UCNN: A Convolutional Strategy on Unstructured Mesh
This addresses a domain-specific bottleneck in fluid mechanics simulations by enabling convolutional strategies on unstructured meshes, offering incremental improvements over existing methods.
The paper tackles the problem of applying convolutional neural networks to unstructured mesh data in fluid mechanics by proposing UCNN, which aggregates neighbor node features via a weight function. Results show UCNN is more accurate than fully-connected neural networks in modeling adjoint vectors, with specific gains demonstrated in validation and aerodynamic shape optimization test cases.
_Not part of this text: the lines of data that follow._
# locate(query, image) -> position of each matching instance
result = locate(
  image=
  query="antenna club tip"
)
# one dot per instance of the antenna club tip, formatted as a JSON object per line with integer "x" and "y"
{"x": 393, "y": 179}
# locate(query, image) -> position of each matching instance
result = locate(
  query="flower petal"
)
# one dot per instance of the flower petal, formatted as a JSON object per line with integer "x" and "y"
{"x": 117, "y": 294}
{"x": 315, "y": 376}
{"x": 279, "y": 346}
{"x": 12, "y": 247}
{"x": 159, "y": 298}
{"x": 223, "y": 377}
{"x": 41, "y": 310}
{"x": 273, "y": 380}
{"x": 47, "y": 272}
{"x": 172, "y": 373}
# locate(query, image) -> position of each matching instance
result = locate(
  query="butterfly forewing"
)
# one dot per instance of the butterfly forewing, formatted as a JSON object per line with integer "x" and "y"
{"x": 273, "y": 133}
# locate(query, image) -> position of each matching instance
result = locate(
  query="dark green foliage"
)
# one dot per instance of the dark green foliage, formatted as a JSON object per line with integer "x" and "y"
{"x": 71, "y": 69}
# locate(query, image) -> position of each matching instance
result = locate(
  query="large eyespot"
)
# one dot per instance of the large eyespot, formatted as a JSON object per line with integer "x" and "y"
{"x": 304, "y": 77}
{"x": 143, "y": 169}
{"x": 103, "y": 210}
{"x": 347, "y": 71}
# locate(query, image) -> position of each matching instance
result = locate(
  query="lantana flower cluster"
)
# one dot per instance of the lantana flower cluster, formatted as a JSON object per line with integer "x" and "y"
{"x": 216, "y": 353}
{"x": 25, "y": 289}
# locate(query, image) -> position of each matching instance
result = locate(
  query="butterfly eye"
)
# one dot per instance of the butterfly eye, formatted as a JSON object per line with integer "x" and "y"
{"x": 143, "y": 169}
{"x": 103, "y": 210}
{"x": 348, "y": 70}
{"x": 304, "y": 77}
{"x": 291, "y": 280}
In machine learning for fluid mechanics, fully-connected neural network (FNN) only uses the local features for modelling, while the convolutional neural network (CNN) cannot be applied to data on structured/unstructured mesh. In order to overcome the limitations of FNN and CNN, the unstructured convolutional neural network (UCNN) is proposed, which aggregates and effectively exploits the features of neighbour nodes through the weight function. Adjoint vector modelling is taken as the task to study the performance of UCNN. The mapping function from flow-field features to adjoint vector is constructed through efficient parallel implementation on GPU. The modelling capability of UCNN is compared with that of FNN on validation set and in aerodynamic shape optimization at test case. The influence of mesh changing on the modelling capability of UCNN is further studied. The results indicate that UCNN is more accurate in modelling process.